PT já tem foco no mandato tampão e monta estratégias para não entregar o governo a oposição

A governadora Fátima Bezerra e toda a cúpula petista do Estado já estão estudando, com bastante cautela, a eleição indireta que deve ocorrer em abril para a escolha de um(a) governador(a) para um mandato tampão de nove meses. Uma estratégia já está sendo montada com foco nesse processo.

O PT trata como certa a renúncia de Fátima em 2 de abril e parte do pressuposto de que o vice-governador Walter Alves não assumirá o Governo. Diante disso, o partido antecipa seus cálculos políticos visando ao controle do mandato tampão.
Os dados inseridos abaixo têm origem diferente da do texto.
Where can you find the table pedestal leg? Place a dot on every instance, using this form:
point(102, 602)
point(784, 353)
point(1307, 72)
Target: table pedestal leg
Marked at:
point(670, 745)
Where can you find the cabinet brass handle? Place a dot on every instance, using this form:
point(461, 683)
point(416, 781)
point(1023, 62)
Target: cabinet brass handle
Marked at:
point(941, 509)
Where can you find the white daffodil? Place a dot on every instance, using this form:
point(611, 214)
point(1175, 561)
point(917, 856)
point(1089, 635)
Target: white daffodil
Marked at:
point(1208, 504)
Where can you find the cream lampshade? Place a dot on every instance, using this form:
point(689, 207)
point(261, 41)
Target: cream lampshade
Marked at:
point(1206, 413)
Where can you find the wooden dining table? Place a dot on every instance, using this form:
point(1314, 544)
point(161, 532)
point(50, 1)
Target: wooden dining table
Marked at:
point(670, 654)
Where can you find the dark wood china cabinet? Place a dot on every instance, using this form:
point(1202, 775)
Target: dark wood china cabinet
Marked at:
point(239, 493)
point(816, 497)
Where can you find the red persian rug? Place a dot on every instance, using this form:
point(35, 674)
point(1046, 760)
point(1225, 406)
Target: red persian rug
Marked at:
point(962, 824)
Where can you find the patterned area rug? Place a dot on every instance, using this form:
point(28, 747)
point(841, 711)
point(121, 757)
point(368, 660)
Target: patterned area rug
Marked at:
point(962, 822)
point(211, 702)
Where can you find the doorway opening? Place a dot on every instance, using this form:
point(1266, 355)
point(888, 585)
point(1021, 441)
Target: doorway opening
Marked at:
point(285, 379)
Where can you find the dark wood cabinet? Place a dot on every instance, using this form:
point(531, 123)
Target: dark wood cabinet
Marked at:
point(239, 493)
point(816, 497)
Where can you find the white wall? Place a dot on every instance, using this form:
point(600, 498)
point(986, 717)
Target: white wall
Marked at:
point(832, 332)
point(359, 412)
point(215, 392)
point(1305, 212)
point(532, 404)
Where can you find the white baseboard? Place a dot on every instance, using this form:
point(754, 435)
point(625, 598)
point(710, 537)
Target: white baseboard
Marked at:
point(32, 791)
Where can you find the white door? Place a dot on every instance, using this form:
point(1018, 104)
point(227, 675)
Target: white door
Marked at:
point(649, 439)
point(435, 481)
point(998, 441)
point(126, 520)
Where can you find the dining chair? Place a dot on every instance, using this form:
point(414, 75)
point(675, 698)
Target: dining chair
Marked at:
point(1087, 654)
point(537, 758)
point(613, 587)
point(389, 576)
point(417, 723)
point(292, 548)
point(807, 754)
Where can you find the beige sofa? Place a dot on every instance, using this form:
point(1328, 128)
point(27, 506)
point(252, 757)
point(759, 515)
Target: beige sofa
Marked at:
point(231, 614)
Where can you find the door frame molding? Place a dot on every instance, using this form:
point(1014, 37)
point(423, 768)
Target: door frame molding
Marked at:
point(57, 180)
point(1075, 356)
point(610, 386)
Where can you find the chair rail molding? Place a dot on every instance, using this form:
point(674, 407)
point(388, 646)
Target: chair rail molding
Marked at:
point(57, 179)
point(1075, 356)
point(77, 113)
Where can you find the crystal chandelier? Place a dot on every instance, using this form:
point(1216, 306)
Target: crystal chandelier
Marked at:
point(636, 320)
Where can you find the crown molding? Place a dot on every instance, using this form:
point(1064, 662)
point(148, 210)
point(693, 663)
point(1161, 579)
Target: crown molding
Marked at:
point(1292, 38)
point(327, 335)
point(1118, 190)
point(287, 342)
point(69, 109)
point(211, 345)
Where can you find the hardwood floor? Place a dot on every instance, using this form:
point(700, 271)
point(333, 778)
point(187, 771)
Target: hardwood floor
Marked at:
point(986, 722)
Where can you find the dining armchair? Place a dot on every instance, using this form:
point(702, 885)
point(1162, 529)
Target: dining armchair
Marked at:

A intenção do PT é fechar um acordo com Walter Alves e com o presidente da Assembleia Legislativa, Ezequiel Ferreira, para garantir apoio ao nome que o governismo pretende lançar na disputa. Atualmente, o deputado estadual Vivaldo Costa aparece como o escolhido do governo para a eleição indireta, já que existe, entre os parlamentares, um entendimento prévio de que o eleito seja um nome da própria Casa.

O PT já faz suas contas. Avalia que, somando seus votos e contando com o apoio de Ezequiel, poderia chegar a 13 votos: Divaneide Basílio, Francisco do PT, Isolda Dantas, Doutor Bernardo, Vivaldo Costa, Eudiane Macedo, Ubaldo Fernandes, Ezequiel Ferreira, Ivanilson Oliveira, Kléber Rodrigues, Hermano Morais, Galeno Torquato e Nélter Queiroz.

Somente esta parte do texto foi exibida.